I also tried to directly access the Linux machine, though it wouldn't react to keyboard input. So as a last resort I simply turned it off and on again (somehow that reminds me of The IT Crowd). On the next boot I was greeted with even more problems. Fsck started as this machine wasn't checked for quite some time and it reported file system errors. Oddly it hung up at like 8%, so that wasn't a lot of help either. I grabbed a Gentoo LiveCD and started fsck from there. I got a lot of „error reading block force rewrite?“ messages (where being a number). I got no other choice than confirm, considering that otherwise the problem will be found again the next scan (plus the machine had no really important data so I didn't care). Fsck hung up again at like 8%. Something bad was happening here. I repeated the whole procedure a few times, and interestingly each time fsck progressed further. I always confirmed the force rewrite requests.

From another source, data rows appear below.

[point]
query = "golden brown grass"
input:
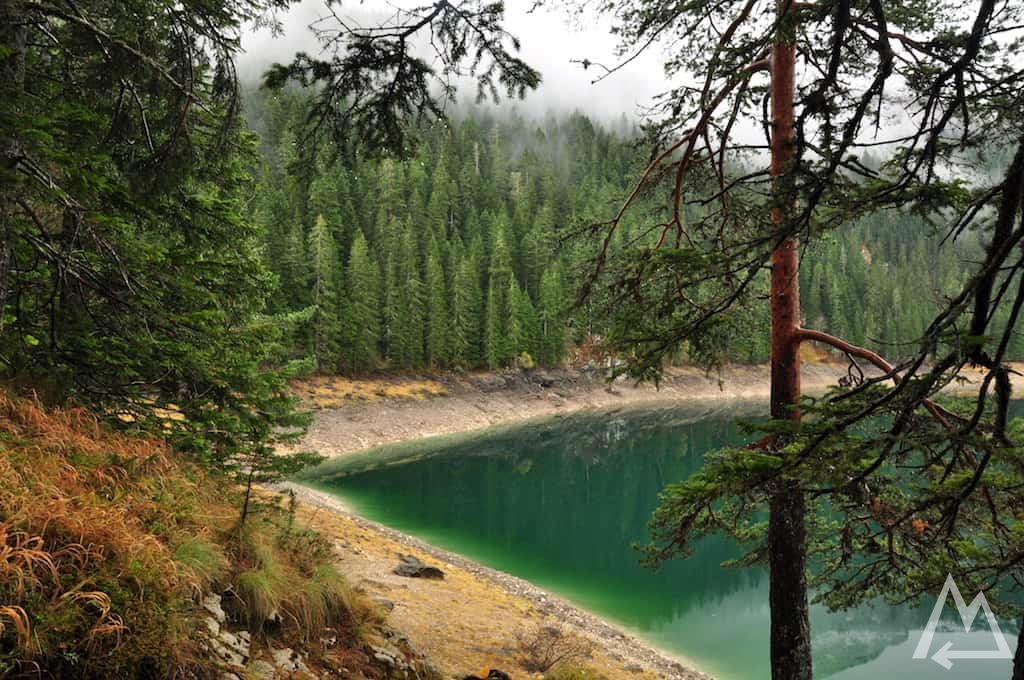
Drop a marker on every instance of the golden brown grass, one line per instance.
(108, 542)
(335, 391)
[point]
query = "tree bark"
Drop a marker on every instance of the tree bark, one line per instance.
(791, 629)
(13, 36)
(1019, 655)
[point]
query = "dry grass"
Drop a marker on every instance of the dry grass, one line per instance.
(108, 543)
(335, 391)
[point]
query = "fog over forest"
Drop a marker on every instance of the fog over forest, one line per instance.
(551, 40)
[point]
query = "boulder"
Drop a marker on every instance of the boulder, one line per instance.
(414, 568)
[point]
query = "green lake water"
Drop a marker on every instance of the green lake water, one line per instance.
(561, 502)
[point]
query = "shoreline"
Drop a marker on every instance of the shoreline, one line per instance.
(458, 629)
(614, 648)
(354, 415)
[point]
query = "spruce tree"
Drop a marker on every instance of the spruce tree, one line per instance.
(438, 335)
(325, 273)
(498, 342)
(364, 304)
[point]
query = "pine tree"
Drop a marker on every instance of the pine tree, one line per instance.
(552, 315)
(438, 338)
(364, 303)
(522, 327)
(326, 322)
(467, 307)
(498, 342)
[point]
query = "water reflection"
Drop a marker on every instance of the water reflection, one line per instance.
(560, 503)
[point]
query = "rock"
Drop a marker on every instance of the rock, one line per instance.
(286, 660)
(491, 383)
(494, 674)
(212, 604)
(414, 568)
(212, 626)
(261, 670)
(383, 602)
(236, 643)
(227, 654)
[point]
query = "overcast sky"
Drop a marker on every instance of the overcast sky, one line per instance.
(550, 41)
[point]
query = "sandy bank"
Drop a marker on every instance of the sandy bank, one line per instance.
(470, 620)
(359, 414)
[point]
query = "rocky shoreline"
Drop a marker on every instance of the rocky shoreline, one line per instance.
(469, 621)
(616, 651)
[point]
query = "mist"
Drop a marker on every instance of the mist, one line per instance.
(550, 42)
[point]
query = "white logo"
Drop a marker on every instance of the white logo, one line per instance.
(968, 613)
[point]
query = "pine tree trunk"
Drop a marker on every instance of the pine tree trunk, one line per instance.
(13, 36)
(1019, 655)
(791, 631)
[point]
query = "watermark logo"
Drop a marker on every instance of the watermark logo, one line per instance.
(945, 655)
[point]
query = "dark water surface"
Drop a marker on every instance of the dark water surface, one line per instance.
(560, 502)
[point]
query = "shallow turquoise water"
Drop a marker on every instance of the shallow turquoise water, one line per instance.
(561, 502)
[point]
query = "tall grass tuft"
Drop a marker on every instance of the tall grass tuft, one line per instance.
(108, 543)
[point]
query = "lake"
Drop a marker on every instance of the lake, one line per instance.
(561, 502)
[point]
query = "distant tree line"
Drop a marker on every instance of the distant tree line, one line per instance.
(459, 255)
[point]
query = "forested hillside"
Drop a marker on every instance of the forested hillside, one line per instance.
(462, 254)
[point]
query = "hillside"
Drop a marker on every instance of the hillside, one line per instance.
(122, 560)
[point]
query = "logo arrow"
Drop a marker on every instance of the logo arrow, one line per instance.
(943, 655)
(967, 613)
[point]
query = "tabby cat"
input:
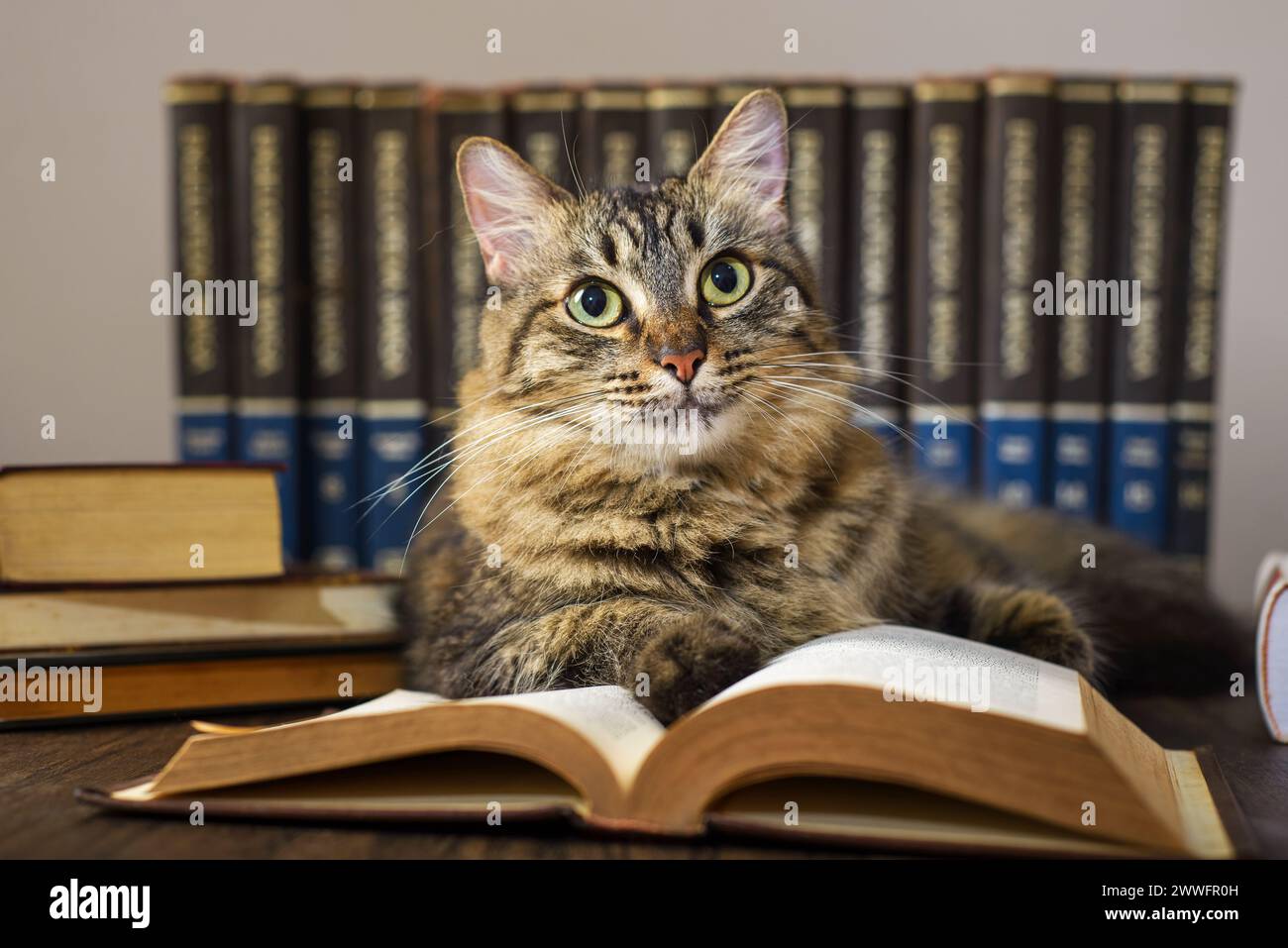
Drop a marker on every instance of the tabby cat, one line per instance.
(755, 515)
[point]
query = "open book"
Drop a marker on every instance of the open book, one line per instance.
(883, 736)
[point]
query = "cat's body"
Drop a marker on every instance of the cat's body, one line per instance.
(561, 559)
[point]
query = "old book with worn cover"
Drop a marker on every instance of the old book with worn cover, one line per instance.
(1085, 168)
(331, 352)
(268, 248)
(875, 324)
(1196, 346)
(391, 408)
(198, 134)
(138, 523)
(1150, 230)
(941, 279)
(1017, 243)
(885, 736)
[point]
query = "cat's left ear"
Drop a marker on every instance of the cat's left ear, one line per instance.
(750, 151)
(505, 198)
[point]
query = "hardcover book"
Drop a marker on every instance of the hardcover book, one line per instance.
(331, 364)
(1085, 156)
(842, 740)
(816, 183)
(879, 237)
(198, 161)
(1016, 254)
(268, 247)
(391, 408)
(613, 130)
(1197, 344)
(1150, 201)
(943, 304)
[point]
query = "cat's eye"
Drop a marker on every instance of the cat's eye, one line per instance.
(725, 279)
(595, 304)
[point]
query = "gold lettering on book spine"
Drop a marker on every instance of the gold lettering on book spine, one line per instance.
(944, 220)
(268, 250)
(877, 236)
(1147, 219)
(197, 241)
(1077, 230)
(327, 253)
(391, 207)
(1205, 252)
(1019, 232)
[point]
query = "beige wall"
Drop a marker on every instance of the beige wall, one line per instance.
(80, 82)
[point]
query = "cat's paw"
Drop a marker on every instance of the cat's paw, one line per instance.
(692, 660)
(1035, 623)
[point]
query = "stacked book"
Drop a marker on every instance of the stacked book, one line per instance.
(160, 588)
(1028, 269)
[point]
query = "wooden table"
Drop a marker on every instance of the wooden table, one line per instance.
(39, 817)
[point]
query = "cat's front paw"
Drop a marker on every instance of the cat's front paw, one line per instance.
(690, 661)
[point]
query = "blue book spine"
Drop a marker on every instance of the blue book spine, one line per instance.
(1138, 472)
(391, 437)
(945, 446)
(268, 432)
(1077, 460)
(331, 476)
(205, 430)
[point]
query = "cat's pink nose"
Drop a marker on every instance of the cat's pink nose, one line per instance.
(684, 366)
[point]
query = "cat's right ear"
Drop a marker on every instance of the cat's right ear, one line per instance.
(505, 198)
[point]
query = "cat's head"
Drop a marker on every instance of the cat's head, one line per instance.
(656, 330)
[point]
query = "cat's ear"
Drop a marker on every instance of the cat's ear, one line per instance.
(505, 198)
(750, 151)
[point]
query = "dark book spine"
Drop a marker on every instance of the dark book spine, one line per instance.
(1197, 346)
(391, 408)
(331, 368)
(544, 125)
(1085, 156)
(1017, 252)
(198, 162)
(879, 243)
(816, 183)
(941, 333)
(679, 128)
(1150, 201)
(268, 244)
(458, 283)
(613, 125)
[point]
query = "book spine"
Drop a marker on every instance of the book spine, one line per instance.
(879, 240)
(1196, 352)
(391, 408)
(613, 125)
(679, 128)
(1150, 200)
(198, 161)
(268, 249)
(1017, 244)
(816, 181)
(331, 368)
(544, 125)
(941, 333)
(458, 283)
(1085, 150)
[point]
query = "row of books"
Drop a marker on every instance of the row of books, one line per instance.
(931, 211)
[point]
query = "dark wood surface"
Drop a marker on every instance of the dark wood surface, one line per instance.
(39, 815)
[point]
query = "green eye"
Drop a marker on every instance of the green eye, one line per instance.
(725, 279)
(595, 304)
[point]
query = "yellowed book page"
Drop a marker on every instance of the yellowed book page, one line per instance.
(917, 665)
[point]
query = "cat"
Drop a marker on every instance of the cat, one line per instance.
(756, 515)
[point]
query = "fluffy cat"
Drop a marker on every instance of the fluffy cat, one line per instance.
(561, 554)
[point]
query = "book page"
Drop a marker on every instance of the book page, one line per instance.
(608, 716)
(917, 665)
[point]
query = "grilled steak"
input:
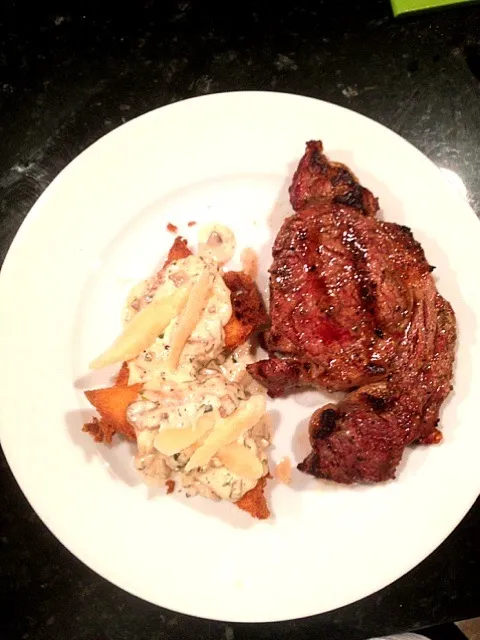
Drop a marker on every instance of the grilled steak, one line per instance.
(316, 178)
(354, 307)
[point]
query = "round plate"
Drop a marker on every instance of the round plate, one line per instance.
(100, 227)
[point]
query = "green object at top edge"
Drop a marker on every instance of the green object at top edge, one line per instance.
(410, 6)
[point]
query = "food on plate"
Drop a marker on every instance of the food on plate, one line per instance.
(183, 393)
(354, 308)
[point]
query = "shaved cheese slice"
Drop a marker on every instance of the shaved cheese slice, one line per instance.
(194, 307)
(144, 327)
(171, 441)
(241, 461)
(228, 429)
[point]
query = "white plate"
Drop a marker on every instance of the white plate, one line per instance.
(101, 226)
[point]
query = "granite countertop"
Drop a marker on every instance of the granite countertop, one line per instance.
(70, 73)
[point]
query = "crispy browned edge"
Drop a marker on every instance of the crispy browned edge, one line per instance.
(249, 315)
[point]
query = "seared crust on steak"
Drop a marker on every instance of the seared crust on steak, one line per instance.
(316, 178)
(338, 298)
(354, 307)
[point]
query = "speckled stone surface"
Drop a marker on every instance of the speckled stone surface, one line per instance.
(69, 73)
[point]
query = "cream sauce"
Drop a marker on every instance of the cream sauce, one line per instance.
(205, 379)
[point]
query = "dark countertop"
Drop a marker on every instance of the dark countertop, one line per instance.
(69, 73)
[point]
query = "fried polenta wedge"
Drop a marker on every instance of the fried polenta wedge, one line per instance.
(111, 403)
(254, 501)
(249, 313)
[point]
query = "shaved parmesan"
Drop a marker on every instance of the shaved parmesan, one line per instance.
(227, 430)
(189, 318)
(171, 441)
(143, 328)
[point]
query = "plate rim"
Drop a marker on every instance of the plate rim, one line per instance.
(40, 204)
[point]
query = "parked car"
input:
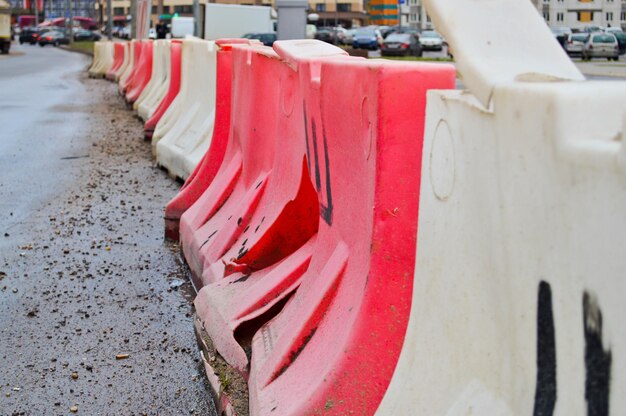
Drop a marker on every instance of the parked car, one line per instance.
(601, 45)
(431, 41)
(576, 43)
(367, 38)
(83, 34)
(401, 44)
(54, 37)
(349, 36)
(28, 35)
(593, 29)
(32, 35)
(621, 41)
(561, 33)
(267, 39)
(327, 34)
(340, 34)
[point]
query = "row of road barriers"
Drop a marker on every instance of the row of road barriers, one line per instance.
(364, 239)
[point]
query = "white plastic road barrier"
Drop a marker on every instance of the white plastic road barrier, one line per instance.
(177, 107)
(127, 61)
(488, 48)
(156, 89)
(188, 139)
(518, 302)
(102, 59)
(128, 64)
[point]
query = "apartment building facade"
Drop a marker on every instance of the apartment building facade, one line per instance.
(577, 14)
(347, 13)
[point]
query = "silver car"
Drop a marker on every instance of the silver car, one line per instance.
(431, 41)
(601, 45)
(575, 43)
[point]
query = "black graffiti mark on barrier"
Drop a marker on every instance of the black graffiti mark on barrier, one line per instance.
(597, 360)
(326, 211)
(545, 393)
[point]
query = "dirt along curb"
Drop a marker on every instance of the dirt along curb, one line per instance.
(96, 307)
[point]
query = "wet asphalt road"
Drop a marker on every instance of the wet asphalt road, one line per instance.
(84, 272)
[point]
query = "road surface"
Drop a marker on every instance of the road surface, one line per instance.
(95, 311)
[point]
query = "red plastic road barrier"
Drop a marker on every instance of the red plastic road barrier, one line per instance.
(205, 171)
(143, 74)
(123, 86)
(118, 60)
(172, 92)
(256, 211)
(334, 346)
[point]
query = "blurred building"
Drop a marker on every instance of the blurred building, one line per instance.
(347, 13)
(51, 9)
(417, 16)
(577, 14)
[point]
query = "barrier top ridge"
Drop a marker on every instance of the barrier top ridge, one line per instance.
(489, 49)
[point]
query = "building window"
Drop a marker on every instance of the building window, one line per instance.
(344, 7)
(585, 17)
(183, 9)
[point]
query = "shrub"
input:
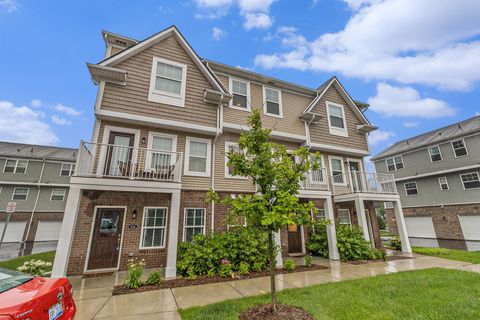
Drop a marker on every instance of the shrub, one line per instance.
(134, 273)
(35, 267)
(395, 243)
(289, 265)
(205, 252)
(154, 278)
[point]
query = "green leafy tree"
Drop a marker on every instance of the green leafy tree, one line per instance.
(276, 176)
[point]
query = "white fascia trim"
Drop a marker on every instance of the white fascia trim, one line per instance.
(475, 166)
(164, 123)
(346, 150)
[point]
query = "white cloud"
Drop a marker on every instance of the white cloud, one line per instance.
(427, 42)
(407, 102)
(22, 124)
(410, 124)
(67, 110)
(60, 121)
(378, 136)
(218, 33)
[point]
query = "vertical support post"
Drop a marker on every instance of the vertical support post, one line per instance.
(331, 232)
(402, 227)
(362, 218)
(171, 269)
(62, 254)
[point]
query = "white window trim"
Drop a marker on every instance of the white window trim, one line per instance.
(453, 148)
(230, 88)
(15, 189)
(330, 158)
(165, 227)
(463, 184)
(187, 157)
(185, 221)
(416, 187)
(227, 175)
(56, 189)
(430, 154)
(166, 97)
(280, 104)
(334, 130)
(151, 135)
(16, 165)
(446, 182)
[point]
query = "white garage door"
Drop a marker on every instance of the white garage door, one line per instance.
(421, 232)
(471, 231)
(48, 231)
(14, 232)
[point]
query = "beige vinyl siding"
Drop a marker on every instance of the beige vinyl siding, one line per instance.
(133, 98)
(320, 133)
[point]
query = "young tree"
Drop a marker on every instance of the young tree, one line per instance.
(276, 176)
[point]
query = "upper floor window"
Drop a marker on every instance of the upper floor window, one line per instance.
(411, 188)
(167, 82)
(459, 148)
(336, 119)
(470, 180)
(197, 157)
(395, 163)
(435, 154)
(273, 102)
(67, 169)
(15, 166)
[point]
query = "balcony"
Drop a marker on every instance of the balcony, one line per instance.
(364, 182)
(96, 160)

A lot of fsck runs later (I didn't count but it was really like 10 times the same stuff) I brought the Linux box back in a bootable state. That went fine for a few hours until it started acting up again. This time however the box didn't hang yet, as I was able to connect via SSH. However dmesg contained the following output at the end:

journal_bmap: journal block not found at offset 12300 on hda3
Aborting journal on device hda3.
ext3_abort called.
EXT3-fs error (device hda3): ext3_journal_start_sb: Detected aborted journal
Remounting filesystem read-only
__journal_remove_journal_head: freeing b_frozen_data
__journal_remove_journal_head: freeing b_frozen_data

So I had to reboot again doing a fsck. Though the problem at hand wasn't fixed yet. After a few days of pondering (and the problem appearing again) I finally found a solution. Using the following commands I first disabled the journal and afterwards re-enabled it (you have to replace /dev/hdxx with the correct identifier of the affected partition):

tune2fs -O^has_journal /dev/hdxx  //to remove it
tune2fs -j /dev/hdxx  //to add it again

After that I got one more error (a different from last time), but this time the file system was not forced into read-only mode:

ext2_free_blocks: bit already cleared for block

After another reboot with the LiveCD I ran another fsck. It found a couple of errors where free space wasn't correctly marked as such. After this fsck I rebooted back into Gentoo and since then it's running without any problems. Since then however, I'm closely monitoring S.M.A.R.T. values for problems. This can manually be done by invoking smartctl or by configuring smartd which results in perodical log messages, if any problems occur. Both these programs are part of smartmontools. On Windows you can use tools like CrystalDiskInfo.

The most interesting S.M.A.R.T. value in this regard is the Reallocated Sector Count (ID #5), as it represents the number of bad sectors the drive internally replaced with spare sectors. Current Pending Sector (ID #197) and Uncorrectable Offline Sector (ID #198) are also an indication for sever hard disc problems. However in a lot of cases it's still possible to continue using the hard disc. Just keep in mind that once an error occurred, it's very likely that additional errors occur, so prepare for imminent failure, do proper backups and don't store anything important on a drive that started showing signs of defect.